Zeichen unseres Glaubens pflegen und zu ihnen stehen
Pflegen wir die sichtbaren und schlichten Zeichen unseres Glaubens! Schämen wir uns nicht vor dem Essen ein Kreuzzeichen zu machen, auch in der Öffentlichkeit und in einem Restaurant. Haben wir immer großen Respekt vor der Glaubensüberzeugung anderer Menschen, aber zeigen wir im persönlichen und genauso im öffentlichen und gesellschaftlichen Leben, dass wir Christen und Christinnen sind und bleiben wollen; nicht verschämt und mit vorgehaltener Hand, sondern mit Freude und auch mit Stolz!
Liebe Eltern und Großeltern, segnet gerne und oft eure Kinder und Enkelkinder; vermittelt ihnen das Gespür für das Heilige, auch für den heiligen Raum.
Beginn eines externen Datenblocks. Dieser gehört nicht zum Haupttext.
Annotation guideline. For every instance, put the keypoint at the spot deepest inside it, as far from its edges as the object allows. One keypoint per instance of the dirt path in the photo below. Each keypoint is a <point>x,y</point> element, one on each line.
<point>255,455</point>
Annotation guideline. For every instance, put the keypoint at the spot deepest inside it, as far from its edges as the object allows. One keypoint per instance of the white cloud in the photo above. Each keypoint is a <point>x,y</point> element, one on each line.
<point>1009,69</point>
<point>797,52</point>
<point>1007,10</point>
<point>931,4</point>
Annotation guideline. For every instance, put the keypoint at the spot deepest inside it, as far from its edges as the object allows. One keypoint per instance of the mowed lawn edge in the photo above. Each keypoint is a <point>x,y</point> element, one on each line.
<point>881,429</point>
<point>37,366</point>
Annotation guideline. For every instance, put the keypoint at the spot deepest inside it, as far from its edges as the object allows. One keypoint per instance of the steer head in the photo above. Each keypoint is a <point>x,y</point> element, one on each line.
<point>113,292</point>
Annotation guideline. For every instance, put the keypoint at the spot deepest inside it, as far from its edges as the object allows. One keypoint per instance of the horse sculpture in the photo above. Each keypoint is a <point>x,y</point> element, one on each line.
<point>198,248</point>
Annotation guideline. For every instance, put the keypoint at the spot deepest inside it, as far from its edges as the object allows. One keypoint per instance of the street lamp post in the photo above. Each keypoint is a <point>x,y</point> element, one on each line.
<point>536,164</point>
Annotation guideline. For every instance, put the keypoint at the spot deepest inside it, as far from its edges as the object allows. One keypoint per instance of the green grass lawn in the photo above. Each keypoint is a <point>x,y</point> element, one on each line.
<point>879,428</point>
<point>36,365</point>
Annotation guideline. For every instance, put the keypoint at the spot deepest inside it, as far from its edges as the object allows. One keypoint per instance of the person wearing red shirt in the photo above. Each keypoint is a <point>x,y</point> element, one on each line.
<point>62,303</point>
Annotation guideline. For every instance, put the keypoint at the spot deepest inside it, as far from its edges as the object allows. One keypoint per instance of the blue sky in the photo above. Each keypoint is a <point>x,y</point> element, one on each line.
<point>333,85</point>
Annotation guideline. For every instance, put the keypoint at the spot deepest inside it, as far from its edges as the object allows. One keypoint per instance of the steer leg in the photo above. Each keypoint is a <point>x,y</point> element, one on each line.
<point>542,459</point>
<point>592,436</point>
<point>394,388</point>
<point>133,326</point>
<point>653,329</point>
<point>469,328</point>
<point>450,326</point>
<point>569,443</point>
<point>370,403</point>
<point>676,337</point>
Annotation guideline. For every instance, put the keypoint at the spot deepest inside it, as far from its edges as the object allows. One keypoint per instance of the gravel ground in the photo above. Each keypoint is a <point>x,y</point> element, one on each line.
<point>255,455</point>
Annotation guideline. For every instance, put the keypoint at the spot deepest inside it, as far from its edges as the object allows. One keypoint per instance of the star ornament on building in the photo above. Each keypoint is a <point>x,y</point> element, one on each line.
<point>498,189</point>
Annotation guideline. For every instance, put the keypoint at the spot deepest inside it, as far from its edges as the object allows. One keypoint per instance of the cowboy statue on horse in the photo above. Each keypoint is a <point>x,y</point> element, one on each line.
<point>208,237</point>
Kinder sind dafür sehr empfänglich und aufgeschlossen. Redet mit den Kindern über Gott, über Jesus, über die Welt des Glaubens. Sagt und erzählt den Kindern, was euch der Glaube bedeutet!
Lernen wir wieder neu den Sonntag und die Feier des Kirchenjahrs, und entdecken wir, welcher Schatz uns da anvertraut ist! Schämen wir uns nicht für unseren Glauben und haben wir den Mut, darüber zu reden und ihn auch konkret in der Öffentlichkeit zu zeigen!“
Soziale Dimension des christlichen Glaubens
Ganz besonders unterstreichen will ich die soziale Dimension des christlichen Bekenntnisses, ohne die sich der Glaube nicht christlich nennen darf: der Einsatz für den Schutz des menschlichen Lebens von der Empfängnis bis zum Tod, die Nachbarschaftshilfe, das Ehrenamt, die Bereitschaft, soziale, karitative Projekte mitzutragen und zu unterstützen, das persönliche und strukturelle Teilen mit jenen, die auf Hilfe angewiesen sind, der Einsatz für die Schöpfung. Christen und Christinnen wird man immer auch erkennen müssen als solche, die „keine Gewalt anwenden“ und „die Frieden stiften“ (vgl. Mt 5,5.9).
Coronakrise zeigt Grenzen der Gesellschaft auf
Die Coronakrise hat unter anderem auch deutlich gemacht, wie eine Gesellschaft, die im Gastgewerbe, in der Mobilität, in der Freizeitindustrie, im Handel und in vielen anderen Wirtschafts- und Lebensbereichen auf ständig mehr Wachstum setzt, an eine deutliche Grenze stößt.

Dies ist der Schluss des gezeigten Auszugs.